Tuesday, January 6, 2009

Quotes

Love is the capacity to take care, to protect, to nourish. If you are not capable of generating that kind of energy toward yourself – if you are not capable of taking care of yourself, of nourishing yourself, of protecting yourself – it is very difficult to take care of another person.

Zen Master Thich Nhat Hanh

All my life I have tended to gravitate towards the hardest, most difficult road I can take. I've been that way since I was little. When I was 5 or 6, it was decided that I was too forceful a person - too full of myself is how I once had it explained to me by my parents. So in the first grade (I started school a bit young), a concerted effort was undertaken by my parents and teacher to "take me down a peg." That was a hard year for me. I love my parents and know that they did not mean me real harm, but their efforts with my teacher that year were very successful. I have long since struggled with issued of self-worth and self-confidence. This is part of my Origin.

So I do what I do, and I am what I am.
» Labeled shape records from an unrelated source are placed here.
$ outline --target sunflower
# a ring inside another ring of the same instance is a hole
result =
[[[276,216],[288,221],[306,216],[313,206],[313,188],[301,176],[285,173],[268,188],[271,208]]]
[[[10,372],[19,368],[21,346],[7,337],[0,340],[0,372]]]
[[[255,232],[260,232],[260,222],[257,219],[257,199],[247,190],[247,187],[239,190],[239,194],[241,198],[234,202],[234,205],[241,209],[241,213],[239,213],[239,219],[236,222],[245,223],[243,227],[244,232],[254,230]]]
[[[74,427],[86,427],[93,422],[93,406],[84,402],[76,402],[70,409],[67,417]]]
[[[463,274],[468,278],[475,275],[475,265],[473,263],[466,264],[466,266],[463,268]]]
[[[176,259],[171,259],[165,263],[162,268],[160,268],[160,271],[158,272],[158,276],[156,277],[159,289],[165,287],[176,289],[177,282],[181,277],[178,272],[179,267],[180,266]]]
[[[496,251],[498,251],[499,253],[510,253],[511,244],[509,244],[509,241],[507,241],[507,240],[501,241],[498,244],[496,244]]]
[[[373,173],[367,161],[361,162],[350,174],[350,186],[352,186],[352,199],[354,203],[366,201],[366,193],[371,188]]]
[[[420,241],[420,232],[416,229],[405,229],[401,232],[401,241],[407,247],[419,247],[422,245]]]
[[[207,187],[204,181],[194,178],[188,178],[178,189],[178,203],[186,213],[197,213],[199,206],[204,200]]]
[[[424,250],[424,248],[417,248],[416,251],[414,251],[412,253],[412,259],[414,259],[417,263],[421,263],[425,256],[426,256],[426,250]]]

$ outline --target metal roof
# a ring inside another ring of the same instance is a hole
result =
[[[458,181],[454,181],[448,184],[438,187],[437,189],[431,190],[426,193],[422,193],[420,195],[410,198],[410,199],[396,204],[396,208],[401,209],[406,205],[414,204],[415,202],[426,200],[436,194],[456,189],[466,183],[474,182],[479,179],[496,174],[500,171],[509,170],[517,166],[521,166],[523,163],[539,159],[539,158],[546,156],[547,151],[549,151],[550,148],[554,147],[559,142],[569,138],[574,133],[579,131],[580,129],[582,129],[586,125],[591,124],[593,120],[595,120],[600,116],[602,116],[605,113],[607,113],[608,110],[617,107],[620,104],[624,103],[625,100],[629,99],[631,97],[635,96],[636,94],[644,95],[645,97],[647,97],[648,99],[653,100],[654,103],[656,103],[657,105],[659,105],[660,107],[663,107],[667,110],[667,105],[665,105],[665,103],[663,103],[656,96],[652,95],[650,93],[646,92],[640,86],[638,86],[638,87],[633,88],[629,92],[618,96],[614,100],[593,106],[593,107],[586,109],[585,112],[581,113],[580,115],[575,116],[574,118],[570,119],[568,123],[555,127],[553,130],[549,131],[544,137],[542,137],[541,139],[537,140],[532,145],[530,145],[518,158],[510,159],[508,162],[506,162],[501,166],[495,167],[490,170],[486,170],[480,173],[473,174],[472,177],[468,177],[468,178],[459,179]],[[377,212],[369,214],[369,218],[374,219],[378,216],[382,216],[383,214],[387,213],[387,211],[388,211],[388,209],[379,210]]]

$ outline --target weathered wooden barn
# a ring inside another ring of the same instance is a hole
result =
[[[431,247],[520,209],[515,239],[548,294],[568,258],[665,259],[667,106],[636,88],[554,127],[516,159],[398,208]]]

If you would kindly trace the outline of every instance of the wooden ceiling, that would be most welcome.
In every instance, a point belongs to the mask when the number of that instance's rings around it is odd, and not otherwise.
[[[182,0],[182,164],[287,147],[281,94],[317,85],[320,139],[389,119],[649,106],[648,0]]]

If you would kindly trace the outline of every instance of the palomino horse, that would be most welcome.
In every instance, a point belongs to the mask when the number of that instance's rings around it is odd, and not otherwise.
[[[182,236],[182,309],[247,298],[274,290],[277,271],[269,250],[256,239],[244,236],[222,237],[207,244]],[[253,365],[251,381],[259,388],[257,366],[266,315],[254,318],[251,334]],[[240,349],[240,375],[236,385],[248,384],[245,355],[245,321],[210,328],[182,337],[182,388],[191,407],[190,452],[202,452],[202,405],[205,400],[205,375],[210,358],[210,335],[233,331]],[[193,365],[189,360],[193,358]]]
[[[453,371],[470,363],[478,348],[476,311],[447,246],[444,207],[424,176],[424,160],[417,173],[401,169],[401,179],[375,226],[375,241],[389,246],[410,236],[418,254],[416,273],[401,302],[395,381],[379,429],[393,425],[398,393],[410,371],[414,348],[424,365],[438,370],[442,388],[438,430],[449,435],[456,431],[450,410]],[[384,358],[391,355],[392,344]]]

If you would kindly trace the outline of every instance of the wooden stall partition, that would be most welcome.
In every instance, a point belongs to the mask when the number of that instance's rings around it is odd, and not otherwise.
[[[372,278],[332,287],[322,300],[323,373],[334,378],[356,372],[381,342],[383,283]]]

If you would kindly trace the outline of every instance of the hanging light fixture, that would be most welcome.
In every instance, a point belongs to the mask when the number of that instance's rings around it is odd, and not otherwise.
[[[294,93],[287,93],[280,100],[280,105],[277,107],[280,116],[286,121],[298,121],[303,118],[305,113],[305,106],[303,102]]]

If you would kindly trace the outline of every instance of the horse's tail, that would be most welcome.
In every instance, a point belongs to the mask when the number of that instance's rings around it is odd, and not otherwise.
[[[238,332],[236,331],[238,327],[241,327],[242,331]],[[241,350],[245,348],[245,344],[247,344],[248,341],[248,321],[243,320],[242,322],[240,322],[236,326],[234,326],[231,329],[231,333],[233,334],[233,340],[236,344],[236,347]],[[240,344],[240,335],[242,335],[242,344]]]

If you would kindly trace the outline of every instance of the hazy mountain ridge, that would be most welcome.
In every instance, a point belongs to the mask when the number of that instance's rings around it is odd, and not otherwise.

I sit, I practice. I try to practice mindfulness. I dissect, dissolve and attempt to release what I grasp after.
The great practitioners of nonviolence have never turned their heads or shrunk away from their own or others' suffering. Knowing the downfalls of aggression, they have been able to respond with wisdom and broad-mindedness. This type of wisdom and courage grows from our commitment to understanding our own mind and reactions and the causes and results of our actions. We develop the ability to accurately read and respond to the world around us without rejecting it. This is the practice of nonviolence. Of course this takes some maturity. We really need to cultivate this kind of maturity.